Well, I did a number of tests today and I have to admit, I could not reproduce the bug, which baffels me. I even set up longer term tests just as I have seen fail before, they worked fine. I would not bet money on this not still being an issue and I will keep my eye on it, however in the meantime, I will not worry about it. It is remotely possible I have not seen this since L146/L147, maybe it was squished then. It is also possible that I did not get the zero minutes before and after edited correctly, you have to go back in to the recording settings and edit them to zero, they do not take the first time if you set them to zero when first setting the timer.


----------



## Big D (Aug 19, 2002)

Some additional info on this. Two nights ago, I recorded two OTA programs, one after the other, allowing 1 minute between shows. I left the 921 on over night as well. Here is what happened: First show recorded 60 minutes, showed 60 minutes when I paused it right after starting and the skip function worked fine through the entire show. Second program that recorded just 1 minute later did not do so well. It showed 37 minutes recorded in the PVR screen, showed 374 minutes recorded when I hit pause. I started watching it and hit the skip button successfully at the shows beginning and at the first commercial break. I checked the time remaining before hitting skip, it was counting down okay. Before I used skip for the second set of commercials, paused now showed 1758 minutes (i believe, did not write it down). Since I know from previous experience that hitting the skip button once I see this it will start the recording over, I did not skip and watched the remaining program. As soon as it was over, I checked the time remaining, it was counting down, now about 1730 minutes, so I hit skip, guess what, it started over right from the beginning. I hit pause again at the opening and it read not the 374 minutes it showed the first time, but 358 (again I think, did not write these down).

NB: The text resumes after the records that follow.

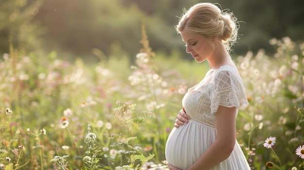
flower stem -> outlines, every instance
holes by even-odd
[[[20,159],[20,156],[21,156],[21,153],[22,152],[22,149],[20,150],[20,152],[19,153],[19,155],[18,155],[18,159],[17,159],[17,163],[16,164],[16,168],[15,169],[15,170],[17,169],[18,167],[18,164],[19,163],[19,159]]]
[[[271,149],[271,150],[272,151],[272,152],[273,152],[273,154],[274,154],[274,155],[275,155],[275,156],[276,157],[277,159],[278,159],[278,161],[279,161],[279,163],[280,163],[280,165],[281,165],[281,168],[282,168],[283,169],[283,166],[282,166],[282,164],[281,163],[281,161],[280,161],[280,159],[279,159],[279,157],[278,157],[278,155],[276,155],[276,154],[275,154],[275,152],[274,152],[274,150],[273,150],[273,149],[272,149],[272,147],[271,147],[270,148]],[[279,168],[279,167],[278,167],[278,168]],[[281,170],[280,168],[279,168],[279,169],[280,169],[280,170]]]
[[[274,164],[273,164],[273,165],[274,165],[275,166],[277,167],[279,169],[279,170],[282,170],[282,169],[281,168],[280,168],[280,167],[279,167],[278,166],[277,166],[277,165],[275,165]],[[282,165],[281,165],[281,166],[282,167]]]

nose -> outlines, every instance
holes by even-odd
[[[186,52],[189,54],[191,52],[192,49],[188,46],[186,46]]]

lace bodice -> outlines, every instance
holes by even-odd
[[[248,105],[245,88],[237,71],[228,65],[211,69],[198,84],[189,89],[182,101],[191,120],[215,127],[219,106],[239,109]]]

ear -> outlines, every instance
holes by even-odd
[[[217,40],[221,40],[219,39],[219,37],[218,36],[216,36],[215,37],[211,38],[211,42],[212,43],[215,43]],[[221,42],[221,41],[220,41]]]

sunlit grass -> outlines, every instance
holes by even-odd
[[[123,56],[89,65],[80,59],[61,60],[55,52],[24,55],[12,49],[3,55],[0,169],[165,169],[165,143],[182,98],[208,68],[178,53],[154,53],[143,35],[135,64]],[[296,150],[304,140],[304,44],[287,37],[270,43],[277,49],[271,56],[261,50],[233,57],[250,104],[239,112],[237,140],[255,170],[266,169],[267,163],[300,170],[303,153],[300,149],[296,155]],[[130,118],[138,131],[123,137],[121,122],[110,116],[118,101],[136,104],[136,116],[144,110],[153,115],[144,122]],[[94,141],[85,139],[91,133]],[[104,136],[114,134],[116,140]],[[263,146],[269,136],[276,138],[275,154]]]

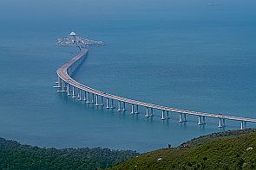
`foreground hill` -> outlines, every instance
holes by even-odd
[[[256,130],[215,133],[136,156],[111,169],[256,169]]]
[[[137,155],[109,148],[40,148],[0,138],[0,169],[99,169]]]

So, it appears the issue is not with turning off the 921 (standby), rather something else. It does seem that this happens with 2 or more recording close together and it is the second one that gets screwed. Anyone else got any ideas?


----------



## Mark Lamutt (Mar 24, 2002)

What did you record, and from what channel Big D?


----------



## Big D (Aug 19, 2002)

West Wing and L&O, both NBC stations, so no change in the OTA tuner was needed either. I scheduled WW to end at 9:59 and L&O to start at 10:00.


----------



## Big D (Aug 19, 2002)

I am sorry to report that this bug is still with us in L180. I recorded Cold Case on CBS OTA 013.01 and L&O on the NBC OTA 003.01 channels last night, using the menu method to set up the timers. I had previously set these timers in L149 and did not delete and reset them after L180s download, so they had 0 minutes padding.

Checked them it this morning with the following results: Cold Case shows 60 minutes recorded in the PVR menu, showed 60 minutes with a pause just after starting to view it and all PVR functions worked fine while watching it. L&O showed 60 minutes in the PVR menu, showed 543:06 minutes when paused just after starting and PVR functions seemed to work. FF to 525:xx minutes and timer changed to 42:xx minutes within one frame, during the remainer of the program the timer worked correctly. New this time is the PVR function continued working after the timer changed, it normally does not work for me after I record a program that has this bug. It normally will restart from the beginning of the recording if I try to skip or FF.


----------